Nattaya menjawab singkat. "Hanya kopi sachet. Datang kemari ada apa, Ihsan?"
Ihsan tidak menjawab, menghela napas panjang dan menatap langit-langit rumah kontrakan yang mulai lapuk. Memikirkan seandainya langit-langit itu jatuh mengenai Kenzo pasti sangat berbahaya. Ia berencana bicara dengan pemilik kontrakan nanti.
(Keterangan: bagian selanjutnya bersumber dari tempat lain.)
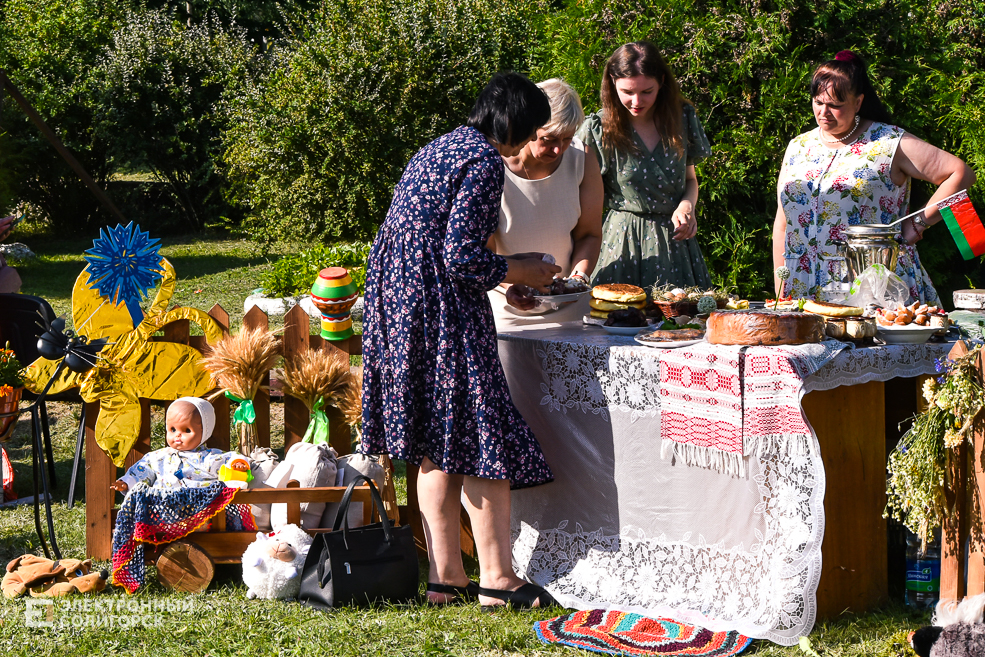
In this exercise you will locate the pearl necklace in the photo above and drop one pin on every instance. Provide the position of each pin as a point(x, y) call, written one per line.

"Hanya pingin ngobrol sama kamu."
Nattaya mendesah, menggeleng pada laki-laki muda di depannya. "Mau bicara apa? Kamu begini bikin istrimu cemburu. Vita itu nggak mau kalau lihat kamu dekat-dekat sama aku."
"Padahal aku sudah jelaskan kita hanya berteman," keluh Ihsan. "Sebagai ayah, wajar kalau aku mengunjungi anakku, mengurusnya setiap pagi sebelum sekolah dan Vita cemburu karena itu."
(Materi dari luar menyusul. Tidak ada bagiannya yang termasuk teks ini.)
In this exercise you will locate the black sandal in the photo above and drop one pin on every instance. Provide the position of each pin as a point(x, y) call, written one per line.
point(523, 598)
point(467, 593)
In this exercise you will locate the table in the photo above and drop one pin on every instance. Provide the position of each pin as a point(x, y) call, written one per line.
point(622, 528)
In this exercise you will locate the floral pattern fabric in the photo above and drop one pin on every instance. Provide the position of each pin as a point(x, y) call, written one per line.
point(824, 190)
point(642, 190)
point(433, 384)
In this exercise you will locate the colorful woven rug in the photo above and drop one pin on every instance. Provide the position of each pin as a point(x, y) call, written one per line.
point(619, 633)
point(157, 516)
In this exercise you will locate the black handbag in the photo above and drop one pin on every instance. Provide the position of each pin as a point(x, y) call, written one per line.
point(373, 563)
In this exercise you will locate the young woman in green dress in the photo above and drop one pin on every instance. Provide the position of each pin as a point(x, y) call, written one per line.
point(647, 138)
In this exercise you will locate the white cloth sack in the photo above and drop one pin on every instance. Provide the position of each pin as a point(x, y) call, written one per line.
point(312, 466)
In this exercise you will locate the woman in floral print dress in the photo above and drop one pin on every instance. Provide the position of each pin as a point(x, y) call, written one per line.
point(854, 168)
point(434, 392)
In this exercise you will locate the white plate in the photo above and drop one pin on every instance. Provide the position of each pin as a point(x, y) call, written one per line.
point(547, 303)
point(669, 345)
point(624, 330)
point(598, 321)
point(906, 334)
"Vita cemburu karena cinta sama kamu, Ihsan. Harusnya kamu bangga punya istri yang mencintai sepenuh hati dan bukan mengeluh."
Ihsan terdiam, mengalihkan pandangan pada Nattaya. Perempuan lembut yang kecantikannya bahkan tidak memudar meskipun sudah punya anak. Perempuan yang selalu membuat dadanya berdebar dari dia masih sangat muda, sampai sekarang ini. Sayangnya, mereka tidak berjodoh sama sekali. Ihsan bahkan sempat berharap dan Nattaya mematahkan harapan itu. Ia tidak habis pikir, apa yang salah dengan dirinya karena ditolak terus menerus. Sampai akhirnya suatu hari Nattaya menghubunginya dan meminta bantuan. Saat itulah ia menyadari kalau perempuan yang selama ini dipujanya ternyata menyimpan cinta untuk laki-laki lain. Meskipun begitu, ia tetap bangga dianggap ayah oleh anak sebaik dan setampan Kenzo.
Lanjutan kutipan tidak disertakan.